Six introductions for the chapters on Muhammad `Abduh, Qassim Amin, Khayr al-Din al-Tunsi, Muhammad Rashid Rida, Abd al-Hamid IbnBadis, and Rifa`a al-Tahtawi, in Kurzman, Charles, ed., Modernist Islam: A Source Book (Oxford University Press, 2002): 31, 40, 50, 61, 77, and 93.

"Secularism and Nationalism: The Political Discourse of Abd al-Salam Yassin," in Islamism and Secularism in North Africa, John Rudey (ed.). (Saint Martin's, 1994): 167–86.

"Tunisia's Renaissance Party: The Rise and Repression of an Islamic Movement". Middle East Insight, Vol. 11, No. 2 (January–February 1995): 29–35.

"Under the Shadow of the Imam: Morocco's Diverse Islamic Movements". Middle East Insight, Vol. 11, No. 2 (January–February 1995): 40–45.

"Algeria: The Limits to Democracy". Middle East Insight, Vol. 8, No. 6 (July–October, 1992): 10–19.

"Islam, Democracy and The West: Ending the Cycle of Denial". In Mona Abu al-Fadl (ed.), Proceedings of the 21st Annual Conference of the Association of Muslim Social Scientists, (Virginia: IIIT, 1993): 495–501.

"Muhammad Rashid Rida's Perspectives on the West as Reflected in Al-Manar". The Muslim World, Vol. 79, No. 2 (April, 1989): 113–32.

== Media Appearances ==
Shahin's op-eds were published in The New York Times, The Washington Post, The Guardian, CNN, Atlantic Monthly, Foreign Policy, Al-Ahram and Al-Shorouk. He has also made appearances with Charlie Rose, Diane Rhem Show, Christiane Amanpour, NPR, CNN, BBC, CBC Canada, Voice of America, Huffington Post, Al-Jazeera Arabic and English.

== Political Case ==
In January 2014 Shahin was accused in a case known as "Grand Espionage" The charges included: espionage, leading an illegal organization, providing a banned organization with information and financial support, calling for the suspension of the constitution, preventing state institutions and authorities from performing their functions, harming national unity and social harmony, and causing to change the government by force. Shahin issued a statement in which he refuted all allegations.
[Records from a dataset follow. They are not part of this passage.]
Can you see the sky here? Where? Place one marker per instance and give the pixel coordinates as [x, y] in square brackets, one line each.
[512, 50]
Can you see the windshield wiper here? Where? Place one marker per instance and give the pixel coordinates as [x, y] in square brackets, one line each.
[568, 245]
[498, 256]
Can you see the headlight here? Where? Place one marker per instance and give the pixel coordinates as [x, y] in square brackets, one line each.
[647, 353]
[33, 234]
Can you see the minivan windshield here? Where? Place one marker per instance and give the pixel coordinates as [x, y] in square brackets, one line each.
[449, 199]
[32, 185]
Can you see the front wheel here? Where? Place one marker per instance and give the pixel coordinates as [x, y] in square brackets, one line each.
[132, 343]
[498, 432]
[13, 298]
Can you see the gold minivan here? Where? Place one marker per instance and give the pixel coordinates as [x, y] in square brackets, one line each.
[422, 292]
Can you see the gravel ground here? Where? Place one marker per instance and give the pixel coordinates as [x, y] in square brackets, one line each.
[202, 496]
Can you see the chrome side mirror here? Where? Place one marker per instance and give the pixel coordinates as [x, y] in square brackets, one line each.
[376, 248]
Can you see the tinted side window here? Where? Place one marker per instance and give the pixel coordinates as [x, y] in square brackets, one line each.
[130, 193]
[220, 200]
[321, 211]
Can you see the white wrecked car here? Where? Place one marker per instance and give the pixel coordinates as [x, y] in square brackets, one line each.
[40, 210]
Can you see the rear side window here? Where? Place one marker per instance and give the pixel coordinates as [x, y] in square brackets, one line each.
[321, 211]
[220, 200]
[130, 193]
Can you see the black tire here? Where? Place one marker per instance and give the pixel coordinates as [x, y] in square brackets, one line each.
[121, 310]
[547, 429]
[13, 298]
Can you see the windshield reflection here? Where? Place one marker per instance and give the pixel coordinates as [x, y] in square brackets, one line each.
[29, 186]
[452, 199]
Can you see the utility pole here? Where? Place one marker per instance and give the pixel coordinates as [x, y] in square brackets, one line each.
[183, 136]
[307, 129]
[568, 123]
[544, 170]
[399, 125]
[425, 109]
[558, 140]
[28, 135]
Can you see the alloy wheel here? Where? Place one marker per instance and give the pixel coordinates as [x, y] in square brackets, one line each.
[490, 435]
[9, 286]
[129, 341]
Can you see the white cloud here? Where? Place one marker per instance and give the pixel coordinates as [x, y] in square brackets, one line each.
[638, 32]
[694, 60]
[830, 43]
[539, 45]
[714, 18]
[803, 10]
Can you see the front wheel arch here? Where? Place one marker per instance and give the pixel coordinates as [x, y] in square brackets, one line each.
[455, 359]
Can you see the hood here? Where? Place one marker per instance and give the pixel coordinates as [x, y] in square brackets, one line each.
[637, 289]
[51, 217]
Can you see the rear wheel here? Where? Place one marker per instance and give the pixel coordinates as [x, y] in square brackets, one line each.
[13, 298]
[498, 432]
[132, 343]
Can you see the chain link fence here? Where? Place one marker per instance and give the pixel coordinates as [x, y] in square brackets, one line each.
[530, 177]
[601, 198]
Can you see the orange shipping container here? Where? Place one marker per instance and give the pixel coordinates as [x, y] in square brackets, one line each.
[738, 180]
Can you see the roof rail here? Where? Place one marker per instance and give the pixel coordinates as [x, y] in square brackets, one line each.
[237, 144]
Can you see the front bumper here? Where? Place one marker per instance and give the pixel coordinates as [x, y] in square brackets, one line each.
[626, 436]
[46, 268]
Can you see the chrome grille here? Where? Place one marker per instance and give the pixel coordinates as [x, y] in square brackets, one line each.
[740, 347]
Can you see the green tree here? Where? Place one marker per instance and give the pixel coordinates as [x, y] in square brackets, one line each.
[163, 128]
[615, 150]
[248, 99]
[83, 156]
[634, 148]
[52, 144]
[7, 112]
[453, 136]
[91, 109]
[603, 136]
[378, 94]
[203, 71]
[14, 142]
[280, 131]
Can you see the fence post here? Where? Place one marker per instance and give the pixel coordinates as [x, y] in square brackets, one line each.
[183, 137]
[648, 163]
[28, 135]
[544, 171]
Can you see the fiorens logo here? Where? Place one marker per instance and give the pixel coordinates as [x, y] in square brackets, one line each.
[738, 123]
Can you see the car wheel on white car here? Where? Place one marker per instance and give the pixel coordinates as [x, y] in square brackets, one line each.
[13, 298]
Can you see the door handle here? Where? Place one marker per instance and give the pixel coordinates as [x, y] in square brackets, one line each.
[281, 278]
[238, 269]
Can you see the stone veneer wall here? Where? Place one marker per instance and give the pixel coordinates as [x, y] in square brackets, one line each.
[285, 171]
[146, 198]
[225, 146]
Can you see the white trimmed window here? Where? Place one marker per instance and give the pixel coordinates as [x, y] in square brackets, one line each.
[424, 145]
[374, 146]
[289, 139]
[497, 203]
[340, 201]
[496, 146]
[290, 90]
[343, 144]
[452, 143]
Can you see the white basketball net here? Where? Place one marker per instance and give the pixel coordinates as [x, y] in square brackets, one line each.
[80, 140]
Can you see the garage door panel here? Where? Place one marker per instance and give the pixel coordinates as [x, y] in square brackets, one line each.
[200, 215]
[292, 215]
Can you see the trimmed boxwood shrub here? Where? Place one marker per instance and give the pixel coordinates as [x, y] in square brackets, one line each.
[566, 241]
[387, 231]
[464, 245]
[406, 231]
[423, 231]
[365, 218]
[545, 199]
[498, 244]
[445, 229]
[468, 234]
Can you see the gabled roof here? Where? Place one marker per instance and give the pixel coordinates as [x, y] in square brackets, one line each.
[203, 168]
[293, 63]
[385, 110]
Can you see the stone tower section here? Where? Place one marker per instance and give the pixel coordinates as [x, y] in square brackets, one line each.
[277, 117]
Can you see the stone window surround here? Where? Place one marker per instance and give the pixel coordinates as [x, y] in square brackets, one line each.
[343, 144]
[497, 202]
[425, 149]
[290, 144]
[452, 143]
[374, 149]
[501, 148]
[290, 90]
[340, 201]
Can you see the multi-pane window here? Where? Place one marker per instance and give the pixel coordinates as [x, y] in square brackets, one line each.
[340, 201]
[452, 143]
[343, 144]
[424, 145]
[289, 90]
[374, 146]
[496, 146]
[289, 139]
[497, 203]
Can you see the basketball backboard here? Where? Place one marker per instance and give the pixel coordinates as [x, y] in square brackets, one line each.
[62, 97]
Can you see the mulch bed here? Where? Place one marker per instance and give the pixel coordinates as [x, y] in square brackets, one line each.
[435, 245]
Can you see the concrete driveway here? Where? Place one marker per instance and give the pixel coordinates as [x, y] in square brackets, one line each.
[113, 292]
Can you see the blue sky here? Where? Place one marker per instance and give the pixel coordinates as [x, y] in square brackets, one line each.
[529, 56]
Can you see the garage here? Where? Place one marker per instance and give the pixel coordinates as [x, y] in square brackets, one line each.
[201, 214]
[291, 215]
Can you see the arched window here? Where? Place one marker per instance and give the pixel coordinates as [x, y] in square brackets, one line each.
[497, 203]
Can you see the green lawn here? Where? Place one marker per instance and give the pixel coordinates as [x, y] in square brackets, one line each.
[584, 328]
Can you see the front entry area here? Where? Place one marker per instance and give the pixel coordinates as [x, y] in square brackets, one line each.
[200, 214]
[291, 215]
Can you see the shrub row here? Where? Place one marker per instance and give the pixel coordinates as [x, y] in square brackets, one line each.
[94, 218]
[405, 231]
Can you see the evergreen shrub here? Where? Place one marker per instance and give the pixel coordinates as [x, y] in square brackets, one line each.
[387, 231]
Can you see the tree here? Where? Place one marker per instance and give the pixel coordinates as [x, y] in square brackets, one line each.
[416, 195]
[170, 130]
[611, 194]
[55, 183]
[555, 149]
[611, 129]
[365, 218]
Following the charges, Shahin received international support from fellow scholars, academic institutions and organizations among those were The Middle East Studies Association of North America (MESA), The Royal Swedish Academy of Sciences,Center for Contemporary Arab Studies, Georgetown University, The International Steering Committee of the Community of Democracies,

On May 16, 2015, Shahin was sentenced to death in absentia by a Cairo court, along with former Egyptian President Mohamed Morsy and 100 others. On June 16, 2015, the death sentence was confirmed. He issued another statement.
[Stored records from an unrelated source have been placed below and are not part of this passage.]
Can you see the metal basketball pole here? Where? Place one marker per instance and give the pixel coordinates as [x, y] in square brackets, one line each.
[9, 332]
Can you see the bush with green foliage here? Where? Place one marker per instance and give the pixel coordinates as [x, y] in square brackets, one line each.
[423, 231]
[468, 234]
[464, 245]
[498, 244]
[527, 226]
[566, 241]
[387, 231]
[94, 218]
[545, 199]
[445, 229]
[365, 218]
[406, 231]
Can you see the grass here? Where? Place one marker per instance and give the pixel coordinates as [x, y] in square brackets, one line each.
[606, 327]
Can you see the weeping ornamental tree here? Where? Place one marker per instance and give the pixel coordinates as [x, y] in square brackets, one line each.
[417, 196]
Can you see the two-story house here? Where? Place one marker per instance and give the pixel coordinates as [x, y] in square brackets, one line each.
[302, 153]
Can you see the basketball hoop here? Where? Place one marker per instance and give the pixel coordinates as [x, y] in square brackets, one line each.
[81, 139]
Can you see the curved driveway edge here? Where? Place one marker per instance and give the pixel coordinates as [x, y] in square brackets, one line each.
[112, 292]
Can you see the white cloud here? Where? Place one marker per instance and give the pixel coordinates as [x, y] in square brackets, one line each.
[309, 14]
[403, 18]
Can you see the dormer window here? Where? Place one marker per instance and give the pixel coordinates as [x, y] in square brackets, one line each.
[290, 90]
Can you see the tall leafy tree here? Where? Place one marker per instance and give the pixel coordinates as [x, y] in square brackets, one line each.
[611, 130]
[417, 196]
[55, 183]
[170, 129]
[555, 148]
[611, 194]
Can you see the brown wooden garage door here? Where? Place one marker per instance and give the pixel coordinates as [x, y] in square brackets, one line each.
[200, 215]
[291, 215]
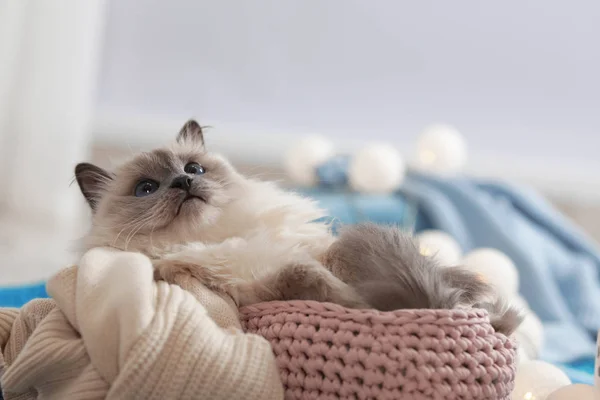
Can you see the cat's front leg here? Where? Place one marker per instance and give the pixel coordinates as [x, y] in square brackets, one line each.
[196, 261]
[305, 280]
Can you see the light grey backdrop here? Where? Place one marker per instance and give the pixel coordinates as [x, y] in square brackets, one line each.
[516, 77]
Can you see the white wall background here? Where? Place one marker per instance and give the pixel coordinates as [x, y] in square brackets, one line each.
[519, 79]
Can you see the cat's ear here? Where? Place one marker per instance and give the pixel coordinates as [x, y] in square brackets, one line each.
[92, 181]
[191, 132]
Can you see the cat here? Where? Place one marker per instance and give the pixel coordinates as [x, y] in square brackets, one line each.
[191, 212]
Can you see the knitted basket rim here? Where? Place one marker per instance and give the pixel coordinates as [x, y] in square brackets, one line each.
[453, 317]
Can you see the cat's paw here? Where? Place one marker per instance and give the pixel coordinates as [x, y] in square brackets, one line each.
[172, 271]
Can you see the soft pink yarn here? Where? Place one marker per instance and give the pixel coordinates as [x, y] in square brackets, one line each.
[325, 351]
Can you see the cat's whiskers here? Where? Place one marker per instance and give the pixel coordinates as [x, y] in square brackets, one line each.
[131, 224]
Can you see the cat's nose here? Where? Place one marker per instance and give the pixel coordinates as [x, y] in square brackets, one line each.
[182, 182]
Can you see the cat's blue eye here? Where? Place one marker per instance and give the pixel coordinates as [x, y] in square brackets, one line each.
[194, 168]
[145, 187]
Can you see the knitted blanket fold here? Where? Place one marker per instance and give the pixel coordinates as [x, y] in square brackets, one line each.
[110, 331]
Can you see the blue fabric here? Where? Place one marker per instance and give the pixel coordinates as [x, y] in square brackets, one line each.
[17, 296]
[559, 272]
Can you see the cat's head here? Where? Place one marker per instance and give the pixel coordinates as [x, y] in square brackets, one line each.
[159, 196]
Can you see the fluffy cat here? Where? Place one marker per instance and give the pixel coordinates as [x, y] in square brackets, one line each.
[192, 213]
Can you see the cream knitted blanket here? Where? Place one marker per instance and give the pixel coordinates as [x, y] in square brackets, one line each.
[110, 331]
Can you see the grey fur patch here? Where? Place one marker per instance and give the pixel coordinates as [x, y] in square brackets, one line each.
[387, 269]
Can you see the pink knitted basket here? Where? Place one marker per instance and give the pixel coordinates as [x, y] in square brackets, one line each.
[325, 351]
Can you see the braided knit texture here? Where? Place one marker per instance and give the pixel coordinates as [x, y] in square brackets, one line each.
[325, 351]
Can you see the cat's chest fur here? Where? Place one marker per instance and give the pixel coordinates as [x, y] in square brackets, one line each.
[258, 234]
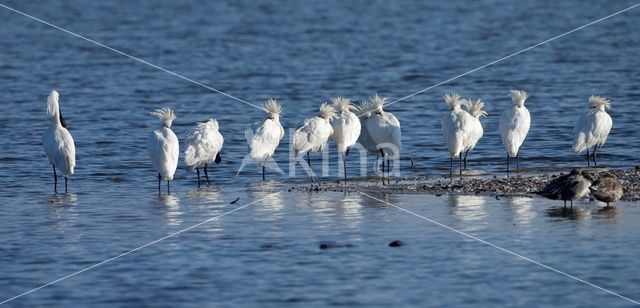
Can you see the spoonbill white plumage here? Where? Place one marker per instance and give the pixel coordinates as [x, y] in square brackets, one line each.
[456, 128]
[593, 127]
[313, 134]
[365, 139]
[514, 126]
[384, 129]
[264, 136]
[163, 147]
[475, 131]
[58, 143]
[204, 143]
[346, 128]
More than 40 scholars, colleagues and friends of Emad Shahin, including Joel Beinin, Eva Bellin, Nathan J. Brown, Rochelle Davis, Larry Diamond, Michele Dunne, John P. Entelis, John L Esposito, Khaled Fahmy, Ellis Goldberg, Ambassador Daniel Kurtzer, Roger Owen, James Piscatori, William B. Quandt, Tariq Ramadan, Robert Springborg, Ambassador (retired) William A. Rugh, Alfred Stepan and I. William Zartman wrote an open letter in which they expressed deep concern over the provisional sentence of death. They called on governments throughout the world "to speak out and communicate their concern to their Egyptian counterparts and to rebuff any efforts to restrict Professor Shahin’s movements, speech, and activities." The scholars confirmed that "based on our personal knowledge of Professor Shahin’s character, activities, and scholarship, we state that the charges are so utterly alien to his character as to lack any credibility whatsoever."

MESA also issued another letter in protest of provisional sentencing to death of Emad Shahin. The statement called on the Egyptian government "to rescind Shahin’s conviction immediately and dismiss all charges against him". Similarly, the Committee of Concerned Scientists joined the numerous academics who condemned this sentence which it described as " retaliation for Shahin’s pro-democracy stance."

Shahin's case acquired a lot of media coverage in the US: The New York Times, CNN. His story was also featured in international media outlets such as VG, Die Welt, BILD, El Mundo, La Presse Canada, Internazionale, Le Figaro.

Following the sentence, Shahin made interviews with international media including: Vice news, AFP, Huffpost Live, National Public Radio, Colorado Public Radio, Boston NPR's National Radio, Aljazeera English and Georgetown's Vox Populi.